— Теперь написала песню, да?
Она покивала и, казалось, даже всхлипнула.
— Я несколько раз пыталась, но все было не то… Не посылать же им всякую попсу… А недавно оттуда позвонили ребята, сказали, что Данилыч умер. От инфаркта…
— Господи… — вырвалось у Мира.
И он подумал, что Зою теперь всегда будет грызть совесть: не успела. А еще подумал про Чука, про Константина Петровича и даже про Лухманова…
— Мирка, я все-таки написала песню. Хоть поздно, но все равно…
Он мельком отметил, что Зоя сказала «Мирка». Так его называли немногие: Мак, мама да иногда (нечасто) Маша Чешуйкина. Но сказал о другом:
— Зой, покажешь?
— Я об этом и прошу… чтобы ты послушал. И помог там поправить что надо… Я боюсь, но все равно хочу…
Мир нашел подходящие слова:
— Не бойся. Ты пой, будто перед теми ребятами. И перед Данилычем.
«И этим загладишь вину», — подумал он.
— Перед ними я тоже боялась бы, — прошептала она.
— Нет. Это лишь первые секунды. А потом — все нормально… Пойдем в каптерку…

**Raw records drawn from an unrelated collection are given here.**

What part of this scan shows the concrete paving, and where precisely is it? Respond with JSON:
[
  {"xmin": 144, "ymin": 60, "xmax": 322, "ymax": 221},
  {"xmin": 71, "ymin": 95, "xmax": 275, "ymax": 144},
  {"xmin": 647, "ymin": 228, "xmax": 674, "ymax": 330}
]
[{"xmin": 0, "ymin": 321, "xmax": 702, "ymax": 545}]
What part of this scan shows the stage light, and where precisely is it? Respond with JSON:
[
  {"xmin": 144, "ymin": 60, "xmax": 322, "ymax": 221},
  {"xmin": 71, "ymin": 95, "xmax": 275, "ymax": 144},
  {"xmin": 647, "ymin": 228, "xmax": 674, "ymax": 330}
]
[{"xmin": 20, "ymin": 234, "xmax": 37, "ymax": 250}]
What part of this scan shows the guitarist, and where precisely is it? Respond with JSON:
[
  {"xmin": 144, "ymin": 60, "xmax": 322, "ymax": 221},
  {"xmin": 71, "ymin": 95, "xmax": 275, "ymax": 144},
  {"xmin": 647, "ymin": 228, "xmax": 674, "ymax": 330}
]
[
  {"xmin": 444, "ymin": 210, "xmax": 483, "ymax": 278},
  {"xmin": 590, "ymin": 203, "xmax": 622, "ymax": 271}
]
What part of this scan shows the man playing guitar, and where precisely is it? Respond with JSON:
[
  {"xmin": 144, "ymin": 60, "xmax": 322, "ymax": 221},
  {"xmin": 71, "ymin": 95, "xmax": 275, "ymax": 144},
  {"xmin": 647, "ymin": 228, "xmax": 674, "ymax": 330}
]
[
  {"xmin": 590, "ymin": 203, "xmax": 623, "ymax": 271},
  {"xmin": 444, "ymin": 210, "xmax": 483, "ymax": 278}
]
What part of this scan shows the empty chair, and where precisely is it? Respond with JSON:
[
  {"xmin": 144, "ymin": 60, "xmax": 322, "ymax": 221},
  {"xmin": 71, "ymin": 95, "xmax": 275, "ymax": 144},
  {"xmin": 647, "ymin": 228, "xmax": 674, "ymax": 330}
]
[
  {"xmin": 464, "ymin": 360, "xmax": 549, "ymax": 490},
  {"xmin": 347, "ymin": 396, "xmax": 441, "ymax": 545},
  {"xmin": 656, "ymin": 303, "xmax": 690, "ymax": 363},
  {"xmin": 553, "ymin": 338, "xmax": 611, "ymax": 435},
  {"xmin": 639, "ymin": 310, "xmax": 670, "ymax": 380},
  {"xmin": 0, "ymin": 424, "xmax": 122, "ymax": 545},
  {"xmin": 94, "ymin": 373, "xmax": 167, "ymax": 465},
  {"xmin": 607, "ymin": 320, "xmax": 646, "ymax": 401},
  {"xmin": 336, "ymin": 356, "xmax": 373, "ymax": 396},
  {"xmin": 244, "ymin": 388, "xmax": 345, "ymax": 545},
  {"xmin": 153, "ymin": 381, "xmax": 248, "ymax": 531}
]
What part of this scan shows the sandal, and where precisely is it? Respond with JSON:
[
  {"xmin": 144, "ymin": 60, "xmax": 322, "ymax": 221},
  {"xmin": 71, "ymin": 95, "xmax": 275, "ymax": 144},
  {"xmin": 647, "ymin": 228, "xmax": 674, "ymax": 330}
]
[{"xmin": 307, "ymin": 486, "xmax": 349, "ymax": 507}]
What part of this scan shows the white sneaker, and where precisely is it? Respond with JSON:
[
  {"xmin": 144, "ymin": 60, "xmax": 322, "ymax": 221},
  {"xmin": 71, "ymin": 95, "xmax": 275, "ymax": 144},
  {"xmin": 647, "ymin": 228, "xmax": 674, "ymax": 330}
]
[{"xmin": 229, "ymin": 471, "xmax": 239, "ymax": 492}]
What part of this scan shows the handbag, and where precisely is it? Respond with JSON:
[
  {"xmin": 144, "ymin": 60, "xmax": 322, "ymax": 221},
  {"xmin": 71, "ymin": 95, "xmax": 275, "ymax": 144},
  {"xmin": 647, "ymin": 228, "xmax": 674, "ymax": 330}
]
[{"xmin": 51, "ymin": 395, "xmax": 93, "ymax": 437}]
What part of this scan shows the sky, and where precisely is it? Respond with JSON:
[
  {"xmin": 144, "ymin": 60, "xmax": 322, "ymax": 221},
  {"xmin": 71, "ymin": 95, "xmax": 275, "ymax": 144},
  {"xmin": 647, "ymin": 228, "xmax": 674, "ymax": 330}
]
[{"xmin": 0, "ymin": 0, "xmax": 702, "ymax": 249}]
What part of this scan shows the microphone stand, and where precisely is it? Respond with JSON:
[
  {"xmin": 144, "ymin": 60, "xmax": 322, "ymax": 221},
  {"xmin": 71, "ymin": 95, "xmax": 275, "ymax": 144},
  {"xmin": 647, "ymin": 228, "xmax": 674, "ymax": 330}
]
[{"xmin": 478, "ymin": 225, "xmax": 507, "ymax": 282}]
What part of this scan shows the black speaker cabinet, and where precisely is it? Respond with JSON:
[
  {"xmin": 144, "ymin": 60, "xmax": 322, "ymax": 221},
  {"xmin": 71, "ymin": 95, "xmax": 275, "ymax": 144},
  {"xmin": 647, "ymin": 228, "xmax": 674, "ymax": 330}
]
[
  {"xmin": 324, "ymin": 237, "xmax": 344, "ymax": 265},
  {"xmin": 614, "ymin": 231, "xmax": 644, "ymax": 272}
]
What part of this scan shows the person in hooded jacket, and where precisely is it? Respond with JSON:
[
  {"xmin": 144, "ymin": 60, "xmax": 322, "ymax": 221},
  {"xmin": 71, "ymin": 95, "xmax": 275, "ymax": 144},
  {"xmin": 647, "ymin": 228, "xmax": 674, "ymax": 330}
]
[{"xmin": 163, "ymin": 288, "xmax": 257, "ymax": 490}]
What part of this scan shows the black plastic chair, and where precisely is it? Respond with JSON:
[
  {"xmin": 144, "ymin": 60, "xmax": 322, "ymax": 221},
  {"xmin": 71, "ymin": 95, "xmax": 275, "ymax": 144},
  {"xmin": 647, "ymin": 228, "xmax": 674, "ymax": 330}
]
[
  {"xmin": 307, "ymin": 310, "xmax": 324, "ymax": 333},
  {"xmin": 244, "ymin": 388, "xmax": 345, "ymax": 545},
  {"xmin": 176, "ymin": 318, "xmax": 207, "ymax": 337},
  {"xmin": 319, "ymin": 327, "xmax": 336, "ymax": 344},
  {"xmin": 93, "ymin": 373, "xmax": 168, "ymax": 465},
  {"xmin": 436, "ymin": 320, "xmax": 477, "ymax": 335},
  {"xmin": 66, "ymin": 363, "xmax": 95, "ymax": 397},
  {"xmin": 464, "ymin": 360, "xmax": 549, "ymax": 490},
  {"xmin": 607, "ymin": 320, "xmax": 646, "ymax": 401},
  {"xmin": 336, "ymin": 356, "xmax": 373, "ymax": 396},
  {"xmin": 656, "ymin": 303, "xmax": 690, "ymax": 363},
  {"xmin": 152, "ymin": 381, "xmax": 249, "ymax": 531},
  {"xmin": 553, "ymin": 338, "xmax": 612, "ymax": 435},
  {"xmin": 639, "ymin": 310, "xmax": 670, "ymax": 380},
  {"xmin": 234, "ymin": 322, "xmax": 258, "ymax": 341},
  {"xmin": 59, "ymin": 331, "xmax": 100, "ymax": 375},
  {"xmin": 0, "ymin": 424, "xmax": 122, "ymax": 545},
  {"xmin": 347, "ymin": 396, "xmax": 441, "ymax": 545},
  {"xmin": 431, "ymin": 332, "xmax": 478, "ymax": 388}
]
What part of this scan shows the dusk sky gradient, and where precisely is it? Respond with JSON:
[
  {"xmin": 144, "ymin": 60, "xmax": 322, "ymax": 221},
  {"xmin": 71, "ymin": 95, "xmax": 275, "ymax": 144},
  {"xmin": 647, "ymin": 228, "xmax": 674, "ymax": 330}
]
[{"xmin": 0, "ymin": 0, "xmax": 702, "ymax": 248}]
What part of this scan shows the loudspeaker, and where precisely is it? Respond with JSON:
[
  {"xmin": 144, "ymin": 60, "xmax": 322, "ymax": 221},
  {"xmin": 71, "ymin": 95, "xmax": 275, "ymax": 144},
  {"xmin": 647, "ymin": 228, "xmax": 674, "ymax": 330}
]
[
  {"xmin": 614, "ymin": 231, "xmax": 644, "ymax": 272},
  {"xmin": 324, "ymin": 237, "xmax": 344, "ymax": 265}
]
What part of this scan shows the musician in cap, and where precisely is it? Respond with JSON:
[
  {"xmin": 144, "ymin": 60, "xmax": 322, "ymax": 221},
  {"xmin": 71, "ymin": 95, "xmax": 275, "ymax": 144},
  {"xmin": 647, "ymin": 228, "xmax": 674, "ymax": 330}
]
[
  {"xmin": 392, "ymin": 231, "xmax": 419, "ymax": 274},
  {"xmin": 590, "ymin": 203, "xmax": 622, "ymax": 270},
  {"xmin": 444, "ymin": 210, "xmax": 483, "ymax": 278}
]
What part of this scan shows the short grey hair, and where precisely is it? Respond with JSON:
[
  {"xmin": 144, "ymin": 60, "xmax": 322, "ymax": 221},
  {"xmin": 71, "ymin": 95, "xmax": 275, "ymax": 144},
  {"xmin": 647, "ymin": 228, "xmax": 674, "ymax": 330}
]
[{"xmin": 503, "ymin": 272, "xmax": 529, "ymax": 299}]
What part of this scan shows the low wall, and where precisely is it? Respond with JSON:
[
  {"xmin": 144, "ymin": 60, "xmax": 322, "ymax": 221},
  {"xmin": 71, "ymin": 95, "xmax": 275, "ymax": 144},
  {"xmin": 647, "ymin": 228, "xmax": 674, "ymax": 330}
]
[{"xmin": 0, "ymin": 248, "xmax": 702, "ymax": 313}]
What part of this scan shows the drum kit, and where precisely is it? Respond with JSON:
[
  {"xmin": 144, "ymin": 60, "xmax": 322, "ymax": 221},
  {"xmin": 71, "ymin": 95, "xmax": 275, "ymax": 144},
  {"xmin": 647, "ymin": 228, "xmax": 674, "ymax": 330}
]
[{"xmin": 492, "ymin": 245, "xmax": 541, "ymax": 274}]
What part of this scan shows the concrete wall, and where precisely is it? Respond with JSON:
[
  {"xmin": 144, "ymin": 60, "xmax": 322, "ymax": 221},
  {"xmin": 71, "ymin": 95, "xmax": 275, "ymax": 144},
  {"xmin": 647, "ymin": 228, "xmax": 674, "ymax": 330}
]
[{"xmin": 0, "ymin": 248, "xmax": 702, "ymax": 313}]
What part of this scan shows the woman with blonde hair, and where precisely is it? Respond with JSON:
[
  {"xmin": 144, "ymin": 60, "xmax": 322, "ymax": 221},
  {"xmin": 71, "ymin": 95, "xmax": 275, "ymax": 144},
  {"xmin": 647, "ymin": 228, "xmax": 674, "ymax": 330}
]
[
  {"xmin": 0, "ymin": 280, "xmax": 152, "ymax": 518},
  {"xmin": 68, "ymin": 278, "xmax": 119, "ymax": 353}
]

Каптеркой называлась небольшая комната, где хранились казенные инструменты, запасные стулья и всякий реквизит для концертов. Мир выволок из угла некрашеный табурет, поставил перед Зоей, а сам спиной вперед прыгнул на подоконник. Прислонился к решетке.
— Зой, давай…
Она села и кивнула:
— Да, сейчас… Если это плохо, ты скажи честно…
— Скажу честно… Только я не думаю, что это плохо. Ты не бойся.
Она кивнула опять.
— Это как бы песня от имени старого человека, который смотрит на нынешних ребят и вспоминает свое детство.
Ясно, что она думала о Данилыче.
— Давай, — велел Мир.
Зоя кашлянула, словно сглатывая слезинку, и запела.
Голос был будто не ее, не Зойкин, а словно у Матвейки, когда они вдвоем с Миром пели об островах и ветре, только яснее и крепче.
Она замолчала, нерешительно, как-то просяще глянула на Мира. Он молча показал ей большой палец. Она сказала:
— Теперь припев. Он какой-то скомканный получился. Ну вот.
— Дальше! — сурово потребовал Мир, потому что вдруг царапнуло в горле.
— Вот…
Она опять глянула вопросительно, и Мир снова сказал:
— Дальше, Зоя…
Она кивнула.
Она прижала струны, кашлянула опять, помолчала, тихонько спросила:
— Ну что?
— Подожди… дай прийти в себя… Зойка, тебя должны наградить медалью «За оборону Севастополя». Потому что эта песня тоже его оборона. Как в давние времена…
— Мир, ты это по правде?
Он спрыгнул с подоконника, встал почти что навытяжку.
— Клянусь!.. Зой, ты поскорее пошли эту песню туда, тем ребятам…
— Да… — прошептала она. — Только жаль, что Данилыч не услышит.
— Как знать, — серьезно сказал Мир, обращая эту серьезность Зое и себе. — Может, люди, которые уходят от нас, все слышат… в дальних пространствах…
— Мирка, ты в это веришь?
— Да… И вот еще что. Ты должна спеть эту песню во дворце. Я там буду рассказывать про капитана Лухманова, про его кораблик и про Севастополь тоже. А ты…
— Ты с ума сошел, да?
— Никто никуда не сошел! Ты просто обязана!